Corona-Weihnachten – Stille Nacht, einsame Nacht?

DPtV-Empfehlungen zum Fest in Pandemie-Zeiten

Die Corona-Pandemie hat viele Gewohnheiten und Alltagsstrukturen auf den Kopf gestellt. Mitte November bereiten sich viele bereits auf die nächste Aufgabe vor: Weihnachten unter Pandemie-Bedingungen. Das Fest wird für viele anders sein als sonst – kleiner, vielleicht einsamer, improvisiert. Die Deutsche PsychotherapeutenVereinigung (DPtV) hat Empfehlungen formuliert, die für psychische Entlastung sorgen können.

Traditionen und Rituale der Weihnachtszeit dienen aus psychologischer Sicht dazu, gemeinsame Identität und Zugehörigkeit zu stiften. Gerät dies ins Wanken, kann bei all der gesellschaftlichen Unsicherheit in der Pandemie eine zusätzliche psychische Belastung entstehen. Zudem ist in der „dunklen Jahreszeit“ das Risiko einer saisonalen Depression ohnehin erhöht.
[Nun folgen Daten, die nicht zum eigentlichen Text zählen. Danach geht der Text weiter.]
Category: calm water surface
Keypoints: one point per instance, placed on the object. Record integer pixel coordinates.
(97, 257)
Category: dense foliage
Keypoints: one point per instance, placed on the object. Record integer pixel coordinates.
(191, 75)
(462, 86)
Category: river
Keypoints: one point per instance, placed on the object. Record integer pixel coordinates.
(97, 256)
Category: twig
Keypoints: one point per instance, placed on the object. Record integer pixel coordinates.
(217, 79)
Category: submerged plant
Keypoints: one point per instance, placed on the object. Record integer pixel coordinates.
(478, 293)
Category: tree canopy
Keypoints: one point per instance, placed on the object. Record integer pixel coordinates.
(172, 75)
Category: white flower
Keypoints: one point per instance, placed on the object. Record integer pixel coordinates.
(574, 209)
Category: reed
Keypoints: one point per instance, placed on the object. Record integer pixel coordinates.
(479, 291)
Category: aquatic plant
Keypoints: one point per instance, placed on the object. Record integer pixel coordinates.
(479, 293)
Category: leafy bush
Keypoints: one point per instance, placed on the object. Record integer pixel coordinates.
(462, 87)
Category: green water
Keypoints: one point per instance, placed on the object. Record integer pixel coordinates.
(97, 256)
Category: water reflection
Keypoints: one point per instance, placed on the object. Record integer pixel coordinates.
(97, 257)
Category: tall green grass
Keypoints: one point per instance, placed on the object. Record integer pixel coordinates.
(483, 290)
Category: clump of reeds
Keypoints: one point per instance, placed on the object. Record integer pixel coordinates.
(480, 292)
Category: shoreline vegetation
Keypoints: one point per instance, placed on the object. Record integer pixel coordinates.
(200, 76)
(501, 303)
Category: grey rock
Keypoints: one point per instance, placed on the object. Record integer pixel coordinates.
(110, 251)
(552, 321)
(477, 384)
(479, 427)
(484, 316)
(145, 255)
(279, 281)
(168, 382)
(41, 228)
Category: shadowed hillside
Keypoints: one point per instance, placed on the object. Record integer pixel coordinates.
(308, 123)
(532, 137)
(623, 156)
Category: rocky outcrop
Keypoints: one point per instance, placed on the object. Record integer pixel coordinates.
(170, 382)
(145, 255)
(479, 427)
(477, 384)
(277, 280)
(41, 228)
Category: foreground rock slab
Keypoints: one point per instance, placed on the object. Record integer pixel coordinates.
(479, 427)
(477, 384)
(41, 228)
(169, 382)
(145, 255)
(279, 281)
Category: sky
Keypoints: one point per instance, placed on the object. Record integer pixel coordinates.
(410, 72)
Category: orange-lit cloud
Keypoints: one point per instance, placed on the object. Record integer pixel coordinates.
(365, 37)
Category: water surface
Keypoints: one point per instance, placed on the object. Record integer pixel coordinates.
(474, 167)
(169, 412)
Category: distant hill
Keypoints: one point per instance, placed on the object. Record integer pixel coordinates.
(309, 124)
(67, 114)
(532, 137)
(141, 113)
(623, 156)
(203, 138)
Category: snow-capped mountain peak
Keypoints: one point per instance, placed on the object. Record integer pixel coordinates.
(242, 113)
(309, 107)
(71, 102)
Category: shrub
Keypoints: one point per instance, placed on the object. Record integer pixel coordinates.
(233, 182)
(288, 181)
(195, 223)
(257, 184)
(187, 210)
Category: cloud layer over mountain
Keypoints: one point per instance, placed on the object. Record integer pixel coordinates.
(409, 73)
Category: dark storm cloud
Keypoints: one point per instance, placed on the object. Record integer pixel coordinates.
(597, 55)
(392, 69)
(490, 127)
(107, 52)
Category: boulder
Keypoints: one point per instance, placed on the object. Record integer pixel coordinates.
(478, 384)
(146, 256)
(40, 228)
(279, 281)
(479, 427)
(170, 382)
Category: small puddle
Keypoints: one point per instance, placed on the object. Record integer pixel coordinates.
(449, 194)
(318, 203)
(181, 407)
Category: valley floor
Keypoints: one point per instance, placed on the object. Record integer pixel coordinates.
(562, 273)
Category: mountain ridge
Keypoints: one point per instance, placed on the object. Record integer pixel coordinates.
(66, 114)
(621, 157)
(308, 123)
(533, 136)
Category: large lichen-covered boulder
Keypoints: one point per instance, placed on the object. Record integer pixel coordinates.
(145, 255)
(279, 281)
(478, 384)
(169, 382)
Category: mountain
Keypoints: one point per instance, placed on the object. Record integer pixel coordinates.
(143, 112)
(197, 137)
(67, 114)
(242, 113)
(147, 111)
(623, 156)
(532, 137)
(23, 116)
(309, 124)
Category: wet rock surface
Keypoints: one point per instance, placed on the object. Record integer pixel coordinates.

Die DPtV empfiehlt daher …

  1. Perspektiven schaffen. Unsere Psyche will wissen, was als nächstes kommt. Die Kernfrage dieses Jahr ist: Wie verbringe ich Weihnachten, wenn mir meine sonst gewohnte soziale Gruppe nicht zur Verfügung steht? Seien es Familie, Freunde, der Kirchenbesuch, das Restaurant oder die Bar nebenan. Sprechen Sie rechtzeitig darüber, mit wem und wie Sie Weihnachten verbringen werden. Vermeiden Sie die Frage nicht, denn ein Hin-und-Hergerissen sein (kognitive Dissonanz) macht der Psyche zusätzlichen Stress. Überlegen Sie im Einzelfall auch, welche Möglichkeiten es gibt, mit einer freiwilligen Vorab-Quarantäne Risikopatient*innen besonders zu schützen und den Kontakt über Weihnachten zu halten. Machen Sie einen Plan.
     
  2. Ideen hamstern. Auch Ideen lassen sich hamstern. Könnten Sie Plätzchen backen, Weihnachtsbaum schmücken auch per Videotelefonat? Würde sich jemand über Briefe, Fotos, Päckchen freuen? Stellen Sie emotionale Nähe statt physischer Nähe her. Wenn Sie Weihnachten nicht allein bleiben wollen, gehen Sie es jetzt aktiv an. Sprechen Sie andere Menschen an, erlauben Sie sich, um Unterstützung zu bitten.
     
  3. Zeit statt Zeug. Einiges wird in der Pandemie neu gedacht und erlebt. Vielleicht auch unser Konsumverhalten in der Weihnachtszeit? Vielleicht ist es auch entlastend, nicht für viele Leute kochen zu müssen, weniger unterwegs zu sein, weniger „Feiertagsstress“ zu haben? Überlegen Sie, wie Sie sich bewussten Genuss und Zeit für Schönes gönnen können.
     
  4. Radikale Akzeptanz. Es ist verständlich, dass Veränderungen in der Weihnachtszeit durch die Pandemie traurig oder wütend machen können. Das Konzept der Radikalen Akzeptanz beschreibt die aktive Entscheidung, Dinge, die man nicht beeinflussen kann, zu akzeptieren – und zwar radikal. Dies bedeutet nicht, etwas gutzuheißen oder einverstanden zu sein, sondern lediglich, die Realität so zu sehen, wie sie ist. Erfolgt dieser psychologische Prozess bewusst als Entscheidung, kann eine Radikale Akzeptanz Selbstwirksamkeit und das Erleben von Handlungsfähigkeit stärken und schleichender Frustration oder sogar Hilflosigkeit entgegenwirken.
     
  5. Vorfreude durch Zukunftsprojektion. Auch diese Krise wird vorübergehen. Das bedeutet nicht, den Ernst der Lage zu verharmlosen. Es bedeutet auch nicht, „einfach“ positiv zu denken. Machen Sie weitere Pläne, was Sie nach der Pandemie machen wollen. Mit wem werden Sie dann feiern? Wohin in den Urlaub fahren? Von wem in den Arm genommen werden? Je genauer wir es uns vorstellen, je mehr Sinne wir dabei nutzen, umso stärker wirkt die Imagination. Denn unser Gehirn hat genug gute Erinnerungen gespeichert, um zu wissen, wie es sich anfühlt und kann dann darauf reagieren.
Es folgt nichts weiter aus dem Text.